Didi cuts redundant staff, but vows to hire more to boost safety
Didi said it is to cut 2,000 staff, or about 15 percent of its personnel, to ensure legitimate operation and passenger safety in the wake of two deadly incidents last year.
At the same time it will add about 2,500 staff to tackle safety issues to focus on technologies, products and operation as well as management of vehicles and drivers in the future.
Its total staff number will be around 13,500 by the end of this year, largely unchanged from about 13,000 at the end of 2018.
According to an employee meeting earlier today, chief executive officer Cheng Wei said the company will focus on its core ride-hailing business in the coming year.
The lay-offs will mainly target redundant staff and those who couldn't meet assessment standards.

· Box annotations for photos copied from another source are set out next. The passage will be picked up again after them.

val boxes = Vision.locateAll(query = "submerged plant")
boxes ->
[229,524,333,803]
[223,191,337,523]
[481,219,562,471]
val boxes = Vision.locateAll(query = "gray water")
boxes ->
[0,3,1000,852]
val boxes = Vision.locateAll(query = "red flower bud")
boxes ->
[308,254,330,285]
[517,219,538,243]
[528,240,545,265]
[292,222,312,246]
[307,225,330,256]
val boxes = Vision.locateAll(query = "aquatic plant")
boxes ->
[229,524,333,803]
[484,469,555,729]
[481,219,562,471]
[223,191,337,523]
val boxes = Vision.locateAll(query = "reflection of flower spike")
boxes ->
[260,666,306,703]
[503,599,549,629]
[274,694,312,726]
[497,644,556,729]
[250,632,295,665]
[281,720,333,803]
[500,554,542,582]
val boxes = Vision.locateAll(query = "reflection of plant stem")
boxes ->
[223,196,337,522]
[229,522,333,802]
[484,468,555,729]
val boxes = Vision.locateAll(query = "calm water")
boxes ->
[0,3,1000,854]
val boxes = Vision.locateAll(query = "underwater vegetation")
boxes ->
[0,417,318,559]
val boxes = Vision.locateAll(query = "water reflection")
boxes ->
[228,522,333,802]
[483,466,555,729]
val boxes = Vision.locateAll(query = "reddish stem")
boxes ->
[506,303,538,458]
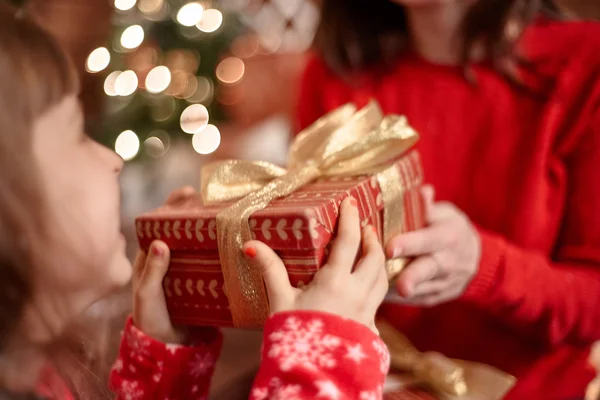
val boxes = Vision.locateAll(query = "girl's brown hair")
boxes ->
[314,0,558,80]
[0,0,109,399]
[0,1,79,349]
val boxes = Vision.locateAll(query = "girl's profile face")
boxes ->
[33,95,131,318]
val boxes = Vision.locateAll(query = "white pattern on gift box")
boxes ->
[248,218,258,240]
[195,219,204,243]
[268,317,341,371]
[119,380,144,400]
[163,221,171,239]
[250,378,302,400]
[167,220,181,240]
[153,221,160,239]
[208,219,217,240]
[260,219,272,240]
[183,219,192,240]
[277,219,288,240]
[173,278,183,297]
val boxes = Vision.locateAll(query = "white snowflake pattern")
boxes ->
[113,357,123,372]
[167,344,183,355]
[373,340,390,374]
[346,343,367,364]
[190,353,215,379]
[119,380,144,400]
[315,380,341,400]
[268,317,341,371]
[251,378,302,400]
[360,386,383,400]
[127,330,150,359]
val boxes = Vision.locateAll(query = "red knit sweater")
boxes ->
[298,20,600,400]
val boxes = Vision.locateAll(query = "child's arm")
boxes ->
[110,318,223,400]
[244,199,390,400]
[250,311,389,400]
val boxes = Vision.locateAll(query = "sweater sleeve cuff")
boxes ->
[116,317,223,376]
[263,311,390,387]
[460,227,506,305]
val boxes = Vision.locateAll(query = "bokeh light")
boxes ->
[144,130,170,157]
[192,125,221,154]
[185,76,214,103]
[146,65,171,93]
[216,57,246,85]
[115,0,137,11]
[115,130,140,161]
[177,2,204,26]
[180,104,209,134]
[121,25,144,50]
[196,8,223,33]
[85,47,110,73]
[104,71,121,97]
[150,96,177,122]
[115,70,139,96]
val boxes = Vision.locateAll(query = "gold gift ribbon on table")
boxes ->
[376,320,516,400]
[201,102,418,328]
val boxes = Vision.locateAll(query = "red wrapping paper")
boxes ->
[136,151,424,327]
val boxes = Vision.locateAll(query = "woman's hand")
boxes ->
[244,199,388,332]
[386,186,481,306]
[132,186,196,344]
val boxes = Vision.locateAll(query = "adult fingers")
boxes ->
[385,225,453,258]
[396,256,440,298]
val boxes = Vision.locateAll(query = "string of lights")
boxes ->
[86,0,318,161]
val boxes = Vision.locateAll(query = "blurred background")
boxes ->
[14,0,600,399]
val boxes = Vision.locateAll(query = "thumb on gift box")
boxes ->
[242,240,295,313]
[139,240,169,294]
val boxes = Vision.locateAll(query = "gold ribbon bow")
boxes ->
[201,102,418,328]
[377,321,516,400]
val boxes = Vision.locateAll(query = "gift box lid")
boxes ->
[136,176,383,250]
[136,151,422,250]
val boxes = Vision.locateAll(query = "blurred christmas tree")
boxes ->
[86,0,244,160]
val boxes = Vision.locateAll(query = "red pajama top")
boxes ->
[297,20,600,400]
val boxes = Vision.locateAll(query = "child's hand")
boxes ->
[244,199,388,333]
[133,240,186,344]
[133,186,196,344]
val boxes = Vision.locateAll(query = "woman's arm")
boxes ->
[462,109,600,344]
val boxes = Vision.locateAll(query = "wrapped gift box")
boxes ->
[136,151,423,326]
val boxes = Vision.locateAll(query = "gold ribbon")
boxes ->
[377,321,516,400]
[201,102,418,328]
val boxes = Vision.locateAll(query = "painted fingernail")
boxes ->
[152,246,164,257]
[244,246,256,258]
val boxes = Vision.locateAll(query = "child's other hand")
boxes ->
[133,240,186,344]
[133,186,196,344]
[244,199,388,333]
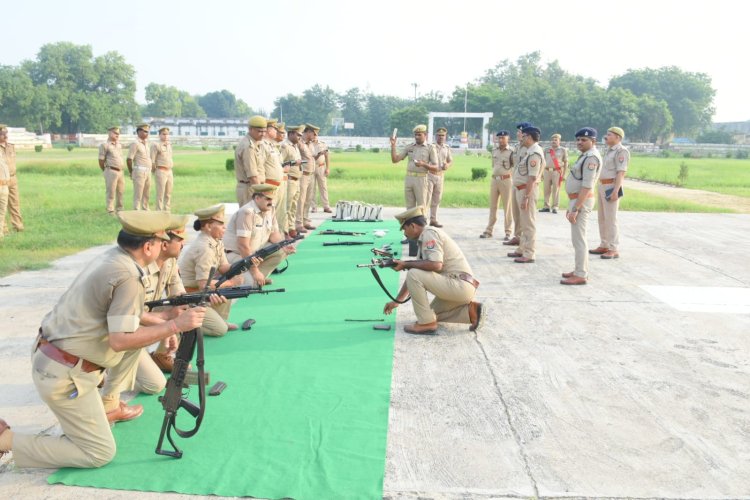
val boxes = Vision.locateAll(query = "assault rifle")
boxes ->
[146,285,286,309]
[216,235,304,288]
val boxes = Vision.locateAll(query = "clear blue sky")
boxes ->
[0,0,750,121]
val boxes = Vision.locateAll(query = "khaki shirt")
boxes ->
[492,146,515,177]
[397,142,438,174]
[151,141,174,170]
[297,141,315,172]
[433,143,453,175]
[0,142,16,177]
[263,139,284,182]
[544,146,568,171]
[280,140,302,179]
[565,146,602,195]
[99,141,124,170]
[42,247,152,368]
[417,226,472,275]
[234,135,265,182]
[128,139,152,169]
[177,231,229,288]
[602,144,630,179]
[513,143,546,186]
[224,200,279,257]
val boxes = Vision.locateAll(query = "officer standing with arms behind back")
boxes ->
[560,127,602,285]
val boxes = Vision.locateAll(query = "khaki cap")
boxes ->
[251,184,277,200]
[193,203,226,222]
[117,210,170,241]
[607,127,625,139]
[395,205,424,229]
[166,214,190,240]
[247,115,268,128]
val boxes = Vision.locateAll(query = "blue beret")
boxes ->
[576,127,596,139]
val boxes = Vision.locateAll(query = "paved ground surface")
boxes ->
[0,209,750,499]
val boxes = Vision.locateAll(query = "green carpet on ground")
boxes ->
[48,222,401,499]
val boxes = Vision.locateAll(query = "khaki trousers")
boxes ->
[312,165,331,208]
[542,168,560,210]
[13,350,116,468]
[568,197,594,278]
[597,184,620,250]
[0,186,8,238]
[513,184,539,259]
[102,168,125,214]
[154,168,174,212]
[484,177,513,236]
[8,175,23,231]
[406,269,476,325]
[285,179,299,229]
[273,181,294,233]
[131,167,151,210]
[135,348,167,394]
[295,174,315,226]
[404,175,427,210]
[427,174,445,221]
[235,181,253,206]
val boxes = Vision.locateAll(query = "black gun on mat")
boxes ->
[216,235,304,288]
[318,229,367,236]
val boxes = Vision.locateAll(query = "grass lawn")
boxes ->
[0,149,750,276]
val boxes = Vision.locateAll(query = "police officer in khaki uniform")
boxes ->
[128,123,152,210]
[99,127,125,215]
[264,119,288,239]
[279,125,305,238]
[224,184,294,286]
[503,122,533,245]
[151,127,174,212]
[177,204,242,337]
[383,206,483,334]
[234,115,268,206]
[311,126,333,214]
[427,127,453,227]
[539,134,568,214]
[479,130,515,241]
[508,127,546,264]
[295,127,317,233]
[560,127,602,285]
[0,211,205,468]
[0,125,23,232]
[589,127,630,259]
[391,125,438,209]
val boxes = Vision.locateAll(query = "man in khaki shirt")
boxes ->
[427,127,453,227]
[508,127,546,264]
[391,125,438,209]
[234,115,268,206]
[280,125,305,238]
[0,211,205,468]
[589,127,630,259]
[295,127,317,233]
[479,130,515,241]
[0,125,23,233]
[151,127,174,212]
[128,123,153,210]
[383,206,483,334]
[99,127,125,215]
[539,134,568,214]
[224,184,294,286]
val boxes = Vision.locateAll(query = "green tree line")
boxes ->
[0,42,715,142]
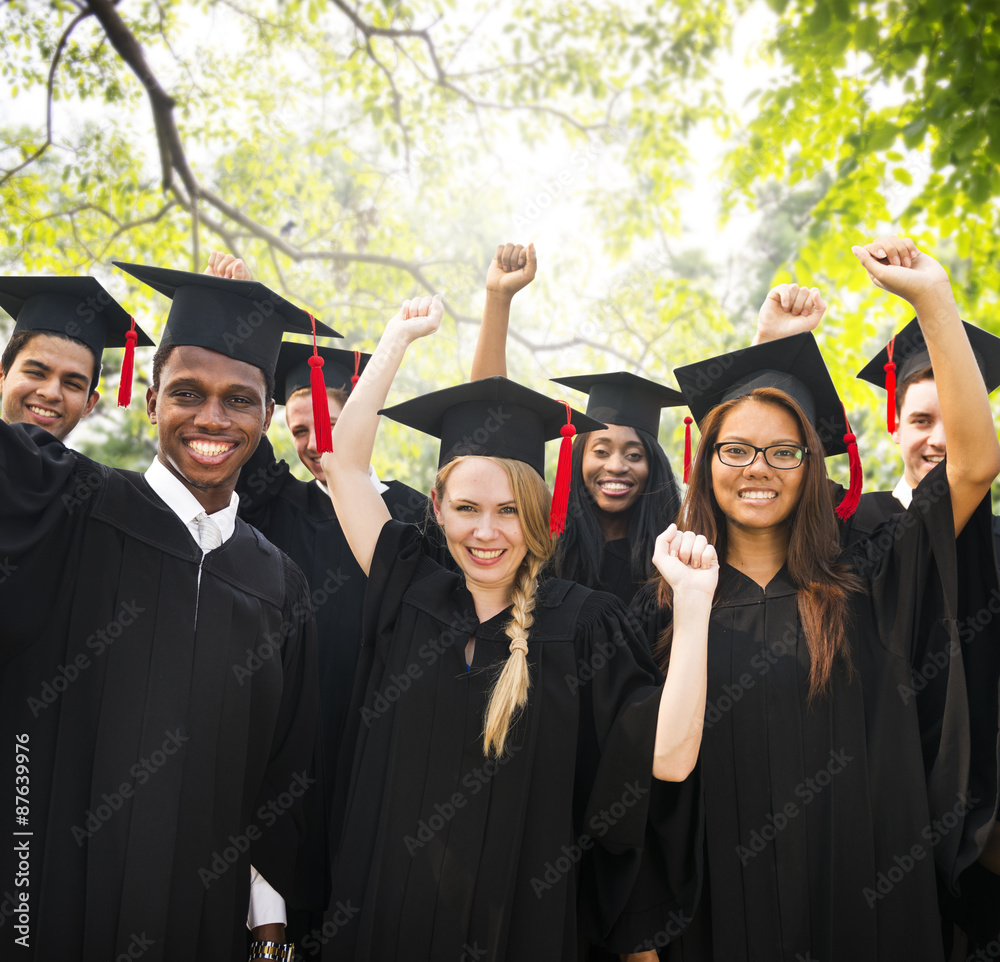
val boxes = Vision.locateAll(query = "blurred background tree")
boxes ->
[0,0,1000,496]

Didi last year pledged to increase by about 3,000 in-house customer service personnel following two murder cases of two passengers by Didi Hitch drivers in Wenzhou and Zhengzhou.
"Didi has to make every effort to make the online hailing industry a safe and trustworthy one, and we will also stick to ensuring safety and efficiency when expanding in international markets," Cheng said. "We still have a lot to improve in terms of safety assurance measures amid the complex transportation and traffic situation."
President Liu Qing said it's also addressing the issue of drivers' commission and seeks to address the limited number of vehicles during peak hours.
Two female passengers were killed by their Didi Hitch drivers last year within three months, stirring a public outcry over the failing of Didi to protect passenger safety and loopholes in its customer service and emergency incident mechanisms.
Didi has since suspended its Hitch service and rectified its safety procedures by setting up a direct link between passenger's apps and the police emergency call center.
Local tech media 36Kr reported earlier this week that Didi has recorded a net loss of 10.9 billion yuan（US$1.61 billion）in 2018 and has subsidized a total of 11.3 billion yuan for drivers. Didi refused to comment on the figures.
Meanwhile, local traffic authorities are also requiring Didi register vehicle and rider information to ensure they have proper business licenses to offer ride-hailing.
Didi said the lack of drivers during the weeklong Chinese New Year has exacerbated the difficulty in booking a Didi ride. For every four out of ten times passengers hailed a vehicle through Didi they would fail to book a ride.